Work from home, ataupun bersekolah secara daring, menimbulkan kejenuhan setelah kita menjalaninya sejak Maret 2020. Namun, tidak ada pilihan lain di saat varian delta virus covid-19 menyebar semakin ganas, maka kegiatan luring harus ditangguhkan. Varian delta virus korona telah membuat fasilitas kesehatan kita hampir kolaps.

Kegiatan daring yang dilakukan sambil duduk harus disertai aktivitas fisik di selasela waktu yang ada. Saat berada dalam posisi duduk berkepanjangan, sempatkan waktu 3-5 menit untuk berdiri, berjalan dan melakukan peregangan. Aktivitas seperti ini akan membuat otot lebih rileks dan meningkatkan sirkulasi darah.

Situasi pandemi menimbulkan dua tantangan bagi kita. Pertama, kita tetap harus beraktivitas fi sik untuk menjaga kesehatan dan kebugaran. Kedua, adanya pandemi membuat gerak kita semakin terbatas dan tidak leluasa. Gerak fisik diperlukan kalau kita hendak menjadi individu aktif, berapa pun usia kita.

 

 

Pedoman GAPPA

WHO telah membuat pedoman GAPPA 2018-2030 (Global Action Plan on Physical Activity), yang bertujuan membantu negara-negara menyiapkan rencana aksi peningkatan aktivitas fisik. Di dalam GAPPA diuraikan instrumen SAT (situational analysis tools), yang menyangkut empat pilar pendukung aktivitas fisik, yaitu masyarakat aktif, individu aktif, lingkungan aktif, dan sistem aktif.

Dalam situasi nonpandemi, penentu kebijakan di level kabupaten/kota ataupun provinsi yang memfasilitas car-free day berarti telah membantu menciptakan lingkungan aktif, dan termasuk di dalamnya ialah penyediaan pedestrian (trotoar pejalan kaki) yang memadai, dan tidak berbenturan dengan kendaraan motor. Ketersediaan taman-taman kota untuk masyarakat beraktivitas fisik dan sarana prasarana olahraga, akan sangat membantu menciptakan individu aktif dan masyarakat aktif.

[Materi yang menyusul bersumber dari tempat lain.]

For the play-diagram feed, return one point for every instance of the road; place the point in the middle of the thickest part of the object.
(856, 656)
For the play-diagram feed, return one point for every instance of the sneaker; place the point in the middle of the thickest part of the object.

Penyebab kematian terbanyak di Indonesia saat ini disebabkan oleh penyakit tidak menular seperti stroke, penyakit jantung, diabetes melitus, dan hipertensi. Peningkatan munculnya penyakit tidak manular, sejalan dengan berkurangnya aktivitas masyarakat sebagaimana ditunjukkan oleh data Riskesdas yang saya kutip di awal tulisan ini. Kurangnya aktivitas fisik seseorang akan berpotensi meningkatkan risiko penyakit tidak menular.

Secara umum aktivitas fisik dibagi menjadi tiga kategori berdasarkan intensitas dan besaran kalori yang digunakan, yaitu aktivitas fisik ringan, aktivitas fisik sedang, dan aktivitas fisik berat. Aktivitas ini, mencakup aktivitas yang dilakukan di sekolah, di tempat kerja, aktivitas dalam keluarga/rumah tangga, aktivitas selama dalam perjalanan, dan aktivitas lain yang dilakukan untuk mengisi waktu senggang sehari-hari.

Jalan kaki menjadi salah satu aktivitas fisik yang murah dan mudah dilakukan. Hanya kemauan dan tekad kuat, yang menyebabkan seseorang mau berolah raga atau tidak. Dampak positifnya bagi kesehatan akan tampak bila kita melakukannya secara teratur. Di tengah maraknya pandemi, kita tetap perlu memperhatikan anjuran pemerintah untuk memakai masker, menjaga jarak, mencuci tangan pakai sabun, dan tetap beraktivitas fisik di tengah keterbatasan selama PPKM.